那个男人有何资格,凭什么到死都要毁掉另一个人的人生?
他甚至以为那人就算再痛苦,也该凭藉这份苦楚挣扎迈步,未来有一天也终会释怀放下,毕竟只有活着的人才值得正眼注目。
而他的天真被现实狠狠甩了一计耳光。
看啊,被人们讚颂的炎帝尼莫,人人注目他的俊美无暇,冷峭孤傲的尊贵气态无懈可击,但这位从容冷酷的年轻帝王其实早就死了。

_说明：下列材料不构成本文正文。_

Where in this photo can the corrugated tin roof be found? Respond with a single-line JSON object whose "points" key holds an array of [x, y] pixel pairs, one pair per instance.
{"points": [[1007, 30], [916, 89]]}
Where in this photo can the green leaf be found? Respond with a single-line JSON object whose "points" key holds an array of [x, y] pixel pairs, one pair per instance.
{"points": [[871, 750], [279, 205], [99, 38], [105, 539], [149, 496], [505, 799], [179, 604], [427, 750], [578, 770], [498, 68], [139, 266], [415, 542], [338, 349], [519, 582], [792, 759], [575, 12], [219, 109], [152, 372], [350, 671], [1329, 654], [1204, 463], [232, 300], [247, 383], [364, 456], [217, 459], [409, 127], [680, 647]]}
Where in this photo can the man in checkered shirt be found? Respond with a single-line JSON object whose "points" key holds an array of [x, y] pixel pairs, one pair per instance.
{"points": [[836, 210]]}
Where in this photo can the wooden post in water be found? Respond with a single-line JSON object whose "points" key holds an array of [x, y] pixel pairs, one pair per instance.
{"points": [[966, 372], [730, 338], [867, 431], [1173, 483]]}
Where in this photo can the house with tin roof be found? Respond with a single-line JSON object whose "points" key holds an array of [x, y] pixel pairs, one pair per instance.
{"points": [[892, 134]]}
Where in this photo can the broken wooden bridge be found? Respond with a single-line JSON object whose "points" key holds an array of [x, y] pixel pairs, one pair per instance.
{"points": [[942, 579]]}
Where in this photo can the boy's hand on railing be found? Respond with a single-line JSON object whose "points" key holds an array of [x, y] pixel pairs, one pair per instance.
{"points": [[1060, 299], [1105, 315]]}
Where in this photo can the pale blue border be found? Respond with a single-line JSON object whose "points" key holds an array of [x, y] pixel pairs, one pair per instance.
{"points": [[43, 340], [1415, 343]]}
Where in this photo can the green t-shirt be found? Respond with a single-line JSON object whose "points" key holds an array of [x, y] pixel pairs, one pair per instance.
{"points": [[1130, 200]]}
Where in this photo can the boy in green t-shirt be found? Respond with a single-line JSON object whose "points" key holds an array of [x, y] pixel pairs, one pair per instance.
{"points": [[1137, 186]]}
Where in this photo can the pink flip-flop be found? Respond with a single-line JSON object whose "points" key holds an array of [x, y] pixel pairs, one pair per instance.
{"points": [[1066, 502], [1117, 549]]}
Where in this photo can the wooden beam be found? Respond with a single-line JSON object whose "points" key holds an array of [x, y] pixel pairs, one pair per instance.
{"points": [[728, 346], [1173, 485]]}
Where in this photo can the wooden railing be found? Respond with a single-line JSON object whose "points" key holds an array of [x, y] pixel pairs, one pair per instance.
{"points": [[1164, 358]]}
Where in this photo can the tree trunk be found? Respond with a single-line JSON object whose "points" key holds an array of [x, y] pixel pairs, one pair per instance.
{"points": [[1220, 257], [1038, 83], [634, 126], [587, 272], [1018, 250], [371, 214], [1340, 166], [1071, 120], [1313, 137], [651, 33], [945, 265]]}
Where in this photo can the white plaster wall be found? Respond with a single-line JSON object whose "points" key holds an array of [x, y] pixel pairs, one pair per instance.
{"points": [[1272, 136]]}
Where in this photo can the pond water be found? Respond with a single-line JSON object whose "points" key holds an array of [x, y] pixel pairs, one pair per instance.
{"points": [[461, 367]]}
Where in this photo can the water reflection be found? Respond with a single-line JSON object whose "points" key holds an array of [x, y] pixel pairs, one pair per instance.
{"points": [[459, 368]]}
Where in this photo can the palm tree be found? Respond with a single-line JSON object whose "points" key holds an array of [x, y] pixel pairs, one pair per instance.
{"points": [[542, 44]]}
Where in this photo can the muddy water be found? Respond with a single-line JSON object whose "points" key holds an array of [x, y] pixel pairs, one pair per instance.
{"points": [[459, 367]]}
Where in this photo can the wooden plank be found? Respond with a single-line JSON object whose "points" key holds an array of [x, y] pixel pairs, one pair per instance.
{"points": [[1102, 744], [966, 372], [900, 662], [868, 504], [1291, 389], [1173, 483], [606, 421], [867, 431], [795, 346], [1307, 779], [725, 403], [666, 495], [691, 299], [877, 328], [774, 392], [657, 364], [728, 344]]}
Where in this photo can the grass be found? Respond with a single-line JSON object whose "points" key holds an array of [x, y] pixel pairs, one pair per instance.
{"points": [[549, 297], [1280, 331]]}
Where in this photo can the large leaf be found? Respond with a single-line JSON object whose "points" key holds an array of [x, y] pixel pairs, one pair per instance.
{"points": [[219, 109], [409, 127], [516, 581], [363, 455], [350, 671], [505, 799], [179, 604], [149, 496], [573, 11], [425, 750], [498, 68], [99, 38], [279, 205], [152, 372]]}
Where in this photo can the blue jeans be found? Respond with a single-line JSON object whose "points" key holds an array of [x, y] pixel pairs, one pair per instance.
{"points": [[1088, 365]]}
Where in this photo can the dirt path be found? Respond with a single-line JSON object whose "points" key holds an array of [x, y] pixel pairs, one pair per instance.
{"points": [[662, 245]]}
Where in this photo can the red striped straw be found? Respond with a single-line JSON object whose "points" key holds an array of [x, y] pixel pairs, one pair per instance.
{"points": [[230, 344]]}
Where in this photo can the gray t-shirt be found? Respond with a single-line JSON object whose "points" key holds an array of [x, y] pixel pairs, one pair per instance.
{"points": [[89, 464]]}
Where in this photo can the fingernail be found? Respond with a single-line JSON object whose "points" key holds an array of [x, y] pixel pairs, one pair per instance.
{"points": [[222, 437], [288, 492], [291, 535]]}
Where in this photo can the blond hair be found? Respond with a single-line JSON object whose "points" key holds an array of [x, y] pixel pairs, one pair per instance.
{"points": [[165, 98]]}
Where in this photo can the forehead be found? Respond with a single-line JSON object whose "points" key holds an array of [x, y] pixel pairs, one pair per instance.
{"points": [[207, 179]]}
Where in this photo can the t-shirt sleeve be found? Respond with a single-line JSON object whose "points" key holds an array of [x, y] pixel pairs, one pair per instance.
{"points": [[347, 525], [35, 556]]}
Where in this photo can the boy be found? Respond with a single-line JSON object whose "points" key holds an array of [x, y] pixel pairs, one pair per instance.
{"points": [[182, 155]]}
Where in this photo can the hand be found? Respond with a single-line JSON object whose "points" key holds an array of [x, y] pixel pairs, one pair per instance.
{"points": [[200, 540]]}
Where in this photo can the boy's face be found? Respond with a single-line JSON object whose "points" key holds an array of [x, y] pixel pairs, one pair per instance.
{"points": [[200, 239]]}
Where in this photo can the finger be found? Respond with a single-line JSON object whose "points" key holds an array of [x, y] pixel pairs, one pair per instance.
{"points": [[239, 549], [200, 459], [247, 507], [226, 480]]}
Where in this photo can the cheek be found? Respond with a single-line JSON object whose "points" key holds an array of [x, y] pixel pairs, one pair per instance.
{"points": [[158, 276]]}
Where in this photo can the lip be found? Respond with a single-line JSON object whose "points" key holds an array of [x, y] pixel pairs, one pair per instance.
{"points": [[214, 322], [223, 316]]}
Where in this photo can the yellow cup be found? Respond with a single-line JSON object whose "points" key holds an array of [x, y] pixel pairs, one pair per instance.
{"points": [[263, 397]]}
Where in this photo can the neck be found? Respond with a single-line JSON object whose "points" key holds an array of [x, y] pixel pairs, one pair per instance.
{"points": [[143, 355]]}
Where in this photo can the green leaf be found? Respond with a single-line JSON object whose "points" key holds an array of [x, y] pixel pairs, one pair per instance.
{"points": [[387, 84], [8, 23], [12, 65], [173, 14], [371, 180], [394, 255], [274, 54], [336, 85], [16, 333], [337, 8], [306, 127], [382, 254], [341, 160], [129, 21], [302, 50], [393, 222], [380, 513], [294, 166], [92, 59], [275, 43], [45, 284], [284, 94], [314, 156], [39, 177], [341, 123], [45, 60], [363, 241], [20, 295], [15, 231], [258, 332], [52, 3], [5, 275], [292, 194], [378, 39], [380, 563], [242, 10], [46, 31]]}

游走在活人与亡者的交界,寻求一抹再也无法归返的幽魂,守候那具尸身,如同一名虔诚的献祭者,只等待无望的寿命尽头再次相逢。那样的人就算活着,显然也活得不长。
撒肯万分不愿坐视悲剧发生,但是他提不出插手的份量,只能作为旁观者,心急如焚的像个傻瓜。
明明与他无关,当年曖昧的友谊随风而逝,如果说走出战役的人群之中,大概就只有自己不停回头确认,拼命的伸长脖子想寻到挽回的机会,又因为脚步越跨越远,最终错失最好的时机。
但究竟是想挽回哪一方面的机会,他仍说不清、也不敢深想。
只好说服自己与旁人,可惜了那段友情。
篤把手边的事务完成时,下一个棘手的清单尚未勾选,也没时间与失神发呆的傢伙话家常,随手关上地窖铁门走到板车前,又实在看不下去。暂且偷懒一刻应该不会怎么样吧?
「主子还在下面待着,劝罗桑大人早些点走,以免双方碰上场面难堪。」
闻言的男人面色有些挣扎,背对人微微挪动脚步,彷彿想上前推开,沉重的手臂抬了半天,又訥訥放了下来。